Water streamed down my back as I leant my head against the shower wall, one hand pressed against the tiles. It was searing hot against my skin, which would surely be flushed when I finally decided to leave the comfort of the glass walls.

Colin had stopped banging on the door yelling he needed piss and everything was silent besides the thundering sound of water.

Red had moved at that morning. All three of us boys skipping school to help, ignoring mothers pleads and fathers insensitive comments. It was a moment of goodbyes, we'd never been separated but as Red said, 'Stop with the glum faces, makes it look like you're actually sad I'm leaving. I'm only half an hour away.'

Taking a hot shower seemed to be the only way to let everything go. The amount of times I cried in that shower, a secret no one would ever know. I wasn't crying over him, no. Having no reason to cry I smashed my fist into the titles, feeling my knuckles split with the force.

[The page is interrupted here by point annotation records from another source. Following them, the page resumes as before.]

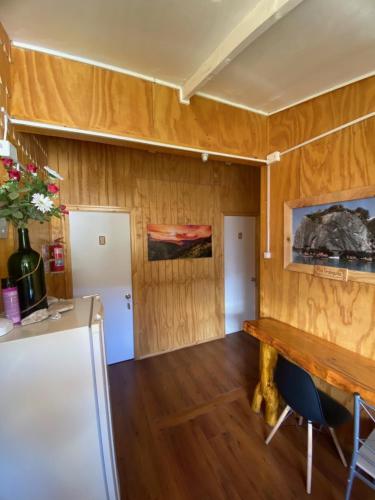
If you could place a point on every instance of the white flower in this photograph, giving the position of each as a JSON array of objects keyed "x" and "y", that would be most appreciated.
[
  {"x": 42, "y": 203},
  {"x": 53, "y": 173}
]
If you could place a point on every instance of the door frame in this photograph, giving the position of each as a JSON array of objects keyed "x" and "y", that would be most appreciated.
[
  {"x": 256, "y": 216},
  {"x": 68, "y": 256}
]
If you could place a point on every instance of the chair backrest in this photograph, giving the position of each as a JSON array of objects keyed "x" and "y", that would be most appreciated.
[{"x": 298, "y": 390}]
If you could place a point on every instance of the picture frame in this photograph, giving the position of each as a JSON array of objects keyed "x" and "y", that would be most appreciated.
[{"x": 341, "y": 265}]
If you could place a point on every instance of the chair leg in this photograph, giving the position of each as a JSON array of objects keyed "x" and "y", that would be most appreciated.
[
  {"x": 350, "y": 483},
  {"x": 309, "y": 456},
  {"x": 283, "y": 416},
  {"x": 338, "y": 447}
]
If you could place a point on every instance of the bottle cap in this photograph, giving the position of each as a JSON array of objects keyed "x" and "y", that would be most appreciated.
[{"x": 7, "y": 283}]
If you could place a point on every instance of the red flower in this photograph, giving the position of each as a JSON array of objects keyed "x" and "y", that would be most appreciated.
[
  {"x": 7, "y": 162},
  {"x": 14, "y": 175},
  {"x": 32, "y": 168},
  {"x": 63, "y": 210},
  {"x": 52, "y": 188}
]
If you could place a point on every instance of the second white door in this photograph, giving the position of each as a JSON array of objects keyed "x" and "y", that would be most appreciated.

"Stop crying," I growled quietly to myself, "stop--" my words faded as my hand slid down the wall.

I found myself sitting in the floor, my palms flat watching the heavy drops fall upon them. People said it'd be easy, easy to keep a smile on my face. I tried, I tired so hard. If I could smile, act happy then I would be able to convince myself that I actually was.

To say I wasn't happy in moments of time would be lying. It was when I sat alone in my room that the nightmares came back, my thoughts that I had pushed away.

I may not know a lot about living but I knew it wasn't living to smile during the day and cry at night. Guess it was better than before, now I lived with the sun and died at dusk.

The basement was no good, Buck had shut it down. He'd gone into rehab, giving up drugs after I told him what happened. After he almost killed me.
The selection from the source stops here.